J'aime bien transmettre la connaissance, c'est très personnel, mais pas le chercher.

Il prépare l'agrégation de physique-chimie à l'issue de sa thèse. MT180 s'inscrit naturellement dans cette trajectoire : « C'est une expérience de vulgarisation qui oblige à penser en termes très simples tous les concepts complexes que l'on manipule au quotidien. » Et résultat inattendu : « ma famille et mes amis ont enfin compris ce que je fais dans ma thèse. »

Vous pensez à faire une thèse ? Leurs conseils

Avant de s'engager, les deux doctorants ont un message commun : tester d'abord.

« Faire un stage en labo si possible, discuter avec des enseignants-chercheurs », dit Romain. Claudia insiste sur un facteur souvent sous-estimé : la relation avec les encadrants. « C'est probablement ce qui détermine le plus la réussite d'une thèse. Aller discuter avec d'autres doctorants pour savoir comment ça se passe vraiment, car ça varie beaucoup d'un groupe à l'autre. »

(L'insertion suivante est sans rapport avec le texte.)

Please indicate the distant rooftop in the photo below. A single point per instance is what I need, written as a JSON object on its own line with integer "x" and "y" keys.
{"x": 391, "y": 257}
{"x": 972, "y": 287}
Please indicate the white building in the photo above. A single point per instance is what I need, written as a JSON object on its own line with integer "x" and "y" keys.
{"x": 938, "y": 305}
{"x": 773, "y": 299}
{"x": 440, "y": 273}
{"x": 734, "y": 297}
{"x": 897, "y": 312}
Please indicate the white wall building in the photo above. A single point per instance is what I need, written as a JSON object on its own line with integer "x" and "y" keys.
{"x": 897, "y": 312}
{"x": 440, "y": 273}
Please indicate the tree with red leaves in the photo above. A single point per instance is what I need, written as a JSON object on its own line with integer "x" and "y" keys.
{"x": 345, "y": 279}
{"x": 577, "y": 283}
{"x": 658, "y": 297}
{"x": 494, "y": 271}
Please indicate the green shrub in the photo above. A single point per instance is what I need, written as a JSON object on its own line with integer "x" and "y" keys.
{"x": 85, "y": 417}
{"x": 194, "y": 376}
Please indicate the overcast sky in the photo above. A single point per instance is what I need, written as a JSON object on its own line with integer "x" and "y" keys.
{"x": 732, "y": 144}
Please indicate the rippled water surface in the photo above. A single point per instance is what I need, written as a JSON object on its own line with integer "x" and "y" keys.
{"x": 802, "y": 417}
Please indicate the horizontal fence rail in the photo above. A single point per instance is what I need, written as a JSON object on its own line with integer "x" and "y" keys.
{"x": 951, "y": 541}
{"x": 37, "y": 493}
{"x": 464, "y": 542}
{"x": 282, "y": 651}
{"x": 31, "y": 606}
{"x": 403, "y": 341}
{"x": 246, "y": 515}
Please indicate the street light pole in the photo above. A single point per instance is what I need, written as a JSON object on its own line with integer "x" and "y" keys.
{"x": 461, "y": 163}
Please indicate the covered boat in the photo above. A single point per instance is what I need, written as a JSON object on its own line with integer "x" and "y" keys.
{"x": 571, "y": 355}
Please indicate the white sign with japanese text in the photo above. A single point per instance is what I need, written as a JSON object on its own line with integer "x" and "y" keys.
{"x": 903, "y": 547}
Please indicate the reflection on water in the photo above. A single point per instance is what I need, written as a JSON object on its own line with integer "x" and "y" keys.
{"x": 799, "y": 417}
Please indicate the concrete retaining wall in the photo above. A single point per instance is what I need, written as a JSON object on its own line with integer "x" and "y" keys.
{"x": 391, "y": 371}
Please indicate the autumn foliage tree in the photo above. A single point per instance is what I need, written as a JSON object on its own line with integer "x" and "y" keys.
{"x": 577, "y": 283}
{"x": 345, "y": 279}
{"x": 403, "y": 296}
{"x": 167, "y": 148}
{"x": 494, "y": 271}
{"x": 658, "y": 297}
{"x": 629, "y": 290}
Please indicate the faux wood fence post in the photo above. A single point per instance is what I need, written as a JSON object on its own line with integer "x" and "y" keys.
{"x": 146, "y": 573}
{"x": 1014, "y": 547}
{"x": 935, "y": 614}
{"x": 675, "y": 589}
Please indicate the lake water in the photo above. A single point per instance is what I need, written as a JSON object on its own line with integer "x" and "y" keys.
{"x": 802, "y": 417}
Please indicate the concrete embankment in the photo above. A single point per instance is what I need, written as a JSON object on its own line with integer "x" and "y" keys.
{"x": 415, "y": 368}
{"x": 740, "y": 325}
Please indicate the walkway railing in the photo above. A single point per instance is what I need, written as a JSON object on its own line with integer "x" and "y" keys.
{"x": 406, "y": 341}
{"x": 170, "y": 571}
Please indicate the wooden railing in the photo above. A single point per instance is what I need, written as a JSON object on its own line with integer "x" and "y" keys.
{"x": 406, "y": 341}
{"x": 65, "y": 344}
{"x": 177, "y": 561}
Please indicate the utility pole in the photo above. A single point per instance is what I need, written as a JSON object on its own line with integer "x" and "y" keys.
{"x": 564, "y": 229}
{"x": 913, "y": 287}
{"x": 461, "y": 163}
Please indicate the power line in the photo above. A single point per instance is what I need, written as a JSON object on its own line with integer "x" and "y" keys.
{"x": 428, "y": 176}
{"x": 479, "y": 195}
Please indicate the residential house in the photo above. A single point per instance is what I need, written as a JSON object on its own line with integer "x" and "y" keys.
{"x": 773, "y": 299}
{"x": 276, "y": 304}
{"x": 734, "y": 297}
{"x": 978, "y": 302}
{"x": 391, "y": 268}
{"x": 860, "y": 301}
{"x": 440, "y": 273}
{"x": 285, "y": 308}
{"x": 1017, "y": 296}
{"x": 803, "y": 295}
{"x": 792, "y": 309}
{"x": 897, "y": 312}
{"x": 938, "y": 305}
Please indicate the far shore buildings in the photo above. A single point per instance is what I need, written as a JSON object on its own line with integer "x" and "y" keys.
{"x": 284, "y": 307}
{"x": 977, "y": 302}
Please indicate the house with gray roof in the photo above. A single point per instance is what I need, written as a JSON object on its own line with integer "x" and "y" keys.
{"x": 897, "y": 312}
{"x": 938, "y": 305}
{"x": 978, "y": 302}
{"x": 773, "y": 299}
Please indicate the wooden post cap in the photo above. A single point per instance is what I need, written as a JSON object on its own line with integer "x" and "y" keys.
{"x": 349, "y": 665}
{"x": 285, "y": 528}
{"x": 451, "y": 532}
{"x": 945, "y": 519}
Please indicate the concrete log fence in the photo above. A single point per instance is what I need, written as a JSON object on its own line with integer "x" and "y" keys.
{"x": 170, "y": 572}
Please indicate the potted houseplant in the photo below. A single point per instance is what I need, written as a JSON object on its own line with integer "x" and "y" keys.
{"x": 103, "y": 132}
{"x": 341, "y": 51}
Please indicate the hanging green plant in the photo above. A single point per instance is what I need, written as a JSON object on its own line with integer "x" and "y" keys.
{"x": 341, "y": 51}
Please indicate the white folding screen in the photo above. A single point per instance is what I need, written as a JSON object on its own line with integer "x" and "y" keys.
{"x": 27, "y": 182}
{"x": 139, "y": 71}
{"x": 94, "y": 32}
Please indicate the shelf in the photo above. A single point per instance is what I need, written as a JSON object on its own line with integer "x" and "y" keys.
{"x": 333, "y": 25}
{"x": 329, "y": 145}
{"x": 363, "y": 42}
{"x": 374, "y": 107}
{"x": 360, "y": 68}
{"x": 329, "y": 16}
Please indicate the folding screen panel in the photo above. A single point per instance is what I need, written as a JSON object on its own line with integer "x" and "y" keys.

Une thèse n'est pas un chemin tracé d'avance. C'est aussi, comme le montrent Claudia et Romain, un espace pour se découvrir.

Découvrir le doctorat à Centrale Lyon

Résultats et suite du concours

Claudia et Romain n'ont pas remporté de prix lors de cette finale. Les lauréats de la soirée sont Sasha Darmon (1er prix du jury, bio-informatique), Inès Torres Auré (2e prix, géologie), Elodie Corvaisier (3e prix, sciences économiques) et Célia Lacomme (prix du public, écologie évolutive).

Ils représenteront Lyon à la finale régionale le 28 avril à Clermont-Ferrand, avant une éventuelle qualification pour la finale nationale le 28 mai à Lille.

MT180, c'est quoi ?

Ma Thèse en 180 secondes est un concours international francophone organisé en France par France Universités et le CNRS. Chaque candidat dispose de trois minutes pour présenter ses travaux de recherche à un public non spécialiste, sans jargon. La finale lyonnaise réunit chaque année une douzaine de doctorants issus des établissements de l'Université de Lyon.

Prochaines étapes : finale régionale le 28 avril à Clermont-Ferrand, finale nationale le 28 mai à Lille.